Chess is a complex game. One grandmaster said that it is too complicated for any single mind to comprehend completely, which is true, but the human race has made reasonable stab at it. Thousands of books have been written about the game, and an inexhaustible list of strategies have been developed.
I have been thinking about chess skill. I wonder if anyone has tried to study all the components of chess skill? On personal reflection, I think that chess skill can be broken into four parts:
1. Vision. This is something I developed at the age of 14, when I realized I could see all the all the moves available on the board at the same time. Chess vision is the ability to see things instantly that others would have to think about.
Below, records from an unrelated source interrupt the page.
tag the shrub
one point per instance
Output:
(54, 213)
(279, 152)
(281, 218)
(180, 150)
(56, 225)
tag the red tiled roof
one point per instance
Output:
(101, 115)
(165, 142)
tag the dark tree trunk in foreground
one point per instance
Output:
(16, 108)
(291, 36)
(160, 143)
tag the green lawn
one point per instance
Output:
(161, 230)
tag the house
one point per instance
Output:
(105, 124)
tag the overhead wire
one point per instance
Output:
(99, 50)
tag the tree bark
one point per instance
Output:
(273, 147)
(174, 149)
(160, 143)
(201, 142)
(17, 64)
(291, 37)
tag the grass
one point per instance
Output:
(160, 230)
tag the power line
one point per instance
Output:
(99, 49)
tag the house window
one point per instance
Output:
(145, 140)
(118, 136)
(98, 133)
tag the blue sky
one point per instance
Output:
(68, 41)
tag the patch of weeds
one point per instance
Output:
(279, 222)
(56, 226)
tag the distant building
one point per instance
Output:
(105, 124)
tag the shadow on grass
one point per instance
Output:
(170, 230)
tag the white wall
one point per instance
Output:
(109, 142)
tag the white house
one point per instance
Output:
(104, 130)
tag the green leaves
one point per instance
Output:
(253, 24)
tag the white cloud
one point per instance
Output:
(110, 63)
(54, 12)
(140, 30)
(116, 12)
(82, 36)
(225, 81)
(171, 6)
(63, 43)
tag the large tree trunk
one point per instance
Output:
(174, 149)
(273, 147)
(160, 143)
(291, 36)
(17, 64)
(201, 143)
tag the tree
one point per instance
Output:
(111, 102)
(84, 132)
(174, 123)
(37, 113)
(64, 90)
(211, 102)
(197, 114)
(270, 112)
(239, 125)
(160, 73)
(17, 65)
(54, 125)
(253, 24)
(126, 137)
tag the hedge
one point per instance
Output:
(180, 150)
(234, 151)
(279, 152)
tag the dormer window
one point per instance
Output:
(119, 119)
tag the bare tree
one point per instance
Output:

2. Pattern recognition. This is similar vision, except that chess can create many complex patterns. Through experience and study, skilled players have developed the ability to recognize these patterns in their games, sometimes almost instantly.
3. Knowledge. Many complicated strategies have been worked out about chess, and players have to memorize some of them to compete seriously. I have spent a great deal of time committing chess strategies to memory.
4. Understanding. This is by far the most important. There are areas of the game that I understand so well that they require almost no thought or effort on my part. I can play these positions with ease. There are other areas of the the game where I feel completely ignorant. For example, sometimes I get into positions that make me uncomfortable because I don't understand them very well.
The reason why understanding is so important is because the more we understand something, the easier it is to learn. This worked really well for me on my computer studies, because the concepts came easy for me, so it didn't take much effort to learn them.
I think many players try to learn things in chess without fully understanding them. At times I have been guilty of this. It can be difficult because chess is a hard to comprehend game. There are many different areas in chess, each of which can be separate field of knowledge.
So to be a good student at chess, one needs either good coaches or good books that explain the concepts well, and the student needs to make sure that he really understands what it is that he is learning. The same thing could probably be said about any field of study.